The couple soon fell ill. Rebecca succumbed to her illness nearly a month after they were first given the special honey and pudding, but William survived, going on to consume the cures provided to him by Mary for another two years. William described the illness as “a violent heat came out of his mouth, which was very sore, that his lips were black, and that he had a most violent pain in his head twenty times worse than any common head-ache.” He also “had a violent complaint in his bowels: he could eat nothing for days...” 

Growing suspicious and despondent, William opened the bags that had been sewn shut around the bed and found that where he’d believed there had been guineas, there were cabbage leaves. William met with Mary, bringing a constable with him. 

Mary arrived with a bottle that had a mixture of oatmeal and arsenic. Though she tried to claim that it was something that William had sold to her, she was arrested. When the police went through her home, they found remains of the concoction that Mary had given to Rebecca.

The pudding and honey that Bateman had given the couple were laced with poison. They contained traces of mercuric chloride—a toxic substance that can, in trace amounts, be used as a fungicide and antiseptic. Use of the compound in high amounts can cause extensive tissue damage.
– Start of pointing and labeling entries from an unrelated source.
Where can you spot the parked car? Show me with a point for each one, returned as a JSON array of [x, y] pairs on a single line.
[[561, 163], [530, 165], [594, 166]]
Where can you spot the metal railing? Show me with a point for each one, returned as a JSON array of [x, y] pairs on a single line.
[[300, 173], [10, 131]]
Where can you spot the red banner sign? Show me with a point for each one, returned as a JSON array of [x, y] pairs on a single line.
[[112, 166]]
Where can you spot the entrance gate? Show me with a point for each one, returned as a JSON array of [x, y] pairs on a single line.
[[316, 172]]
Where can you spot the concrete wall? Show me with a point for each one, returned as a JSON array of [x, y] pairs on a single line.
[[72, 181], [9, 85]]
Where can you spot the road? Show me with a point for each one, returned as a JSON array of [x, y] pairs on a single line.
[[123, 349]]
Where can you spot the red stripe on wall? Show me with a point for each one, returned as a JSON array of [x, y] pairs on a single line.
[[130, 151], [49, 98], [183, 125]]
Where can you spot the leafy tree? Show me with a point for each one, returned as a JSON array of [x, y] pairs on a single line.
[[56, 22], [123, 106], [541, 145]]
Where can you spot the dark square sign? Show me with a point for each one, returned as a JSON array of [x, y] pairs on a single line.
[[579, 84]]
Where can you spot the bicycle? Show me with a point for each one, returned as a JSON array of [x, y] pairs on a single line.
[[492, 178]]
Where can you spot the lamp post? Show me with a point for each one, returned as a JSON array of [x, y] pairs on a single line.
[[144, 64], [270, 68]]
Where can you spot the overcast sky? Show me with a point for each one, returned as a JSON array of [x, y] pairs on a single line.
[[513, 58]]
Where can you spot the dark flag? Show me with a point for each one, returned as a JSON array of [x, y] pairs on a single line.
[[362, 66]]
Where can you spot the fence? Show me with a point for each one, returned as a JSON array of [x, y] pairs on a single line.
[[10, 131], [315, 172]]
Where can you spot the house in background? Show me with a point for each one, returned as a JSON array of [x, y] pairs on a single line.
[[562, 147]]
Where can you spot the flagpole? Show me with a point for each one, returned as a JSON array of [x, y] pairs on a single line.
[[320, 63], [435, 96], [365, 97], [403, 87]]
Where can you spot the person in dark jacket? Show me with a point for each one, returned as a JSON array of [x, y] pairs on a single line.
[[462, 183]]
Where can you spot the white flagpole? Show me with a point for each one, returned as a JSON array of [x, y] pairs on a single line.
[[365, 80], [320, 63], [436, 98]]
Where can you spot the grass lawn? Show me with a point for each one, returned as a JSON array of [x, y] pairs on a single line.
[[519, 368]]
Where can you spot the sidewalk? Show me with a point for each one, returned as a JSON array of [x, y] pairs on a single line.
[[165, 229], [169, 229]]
Related: Lydia Sherman: The Derby Poisoner

Once she was found guilty at her trial, Mary went on to try and talk her way out of her sentence, tearfully claiming to be pregnant. Had this been true, her punishment would’ve been postponed. However, an examination found the assertion to be false. It was ordered that the following be carried out: 

“The sentence of the law is, and the Court doth award it, That you be taken to the place from whence you came, and from thence, on Monday next, to the place of execution, there to be hanged by the neck until you are dead; and that your body be given to the Surgeons to be dissected and anatomised; and may Almighty God have mercy upon your soul.” 

Mary Bateman was hanged at age 40 at York Castle on March 20, 1809, in front of a crowd of 5,000 people. Her subsequent dissection was nothing less than a circus, and some people would go on to buy strips of her skin as charms—it was even used to bind books. Her skeleton is currently in the Thackray Medical Museum in Leeds.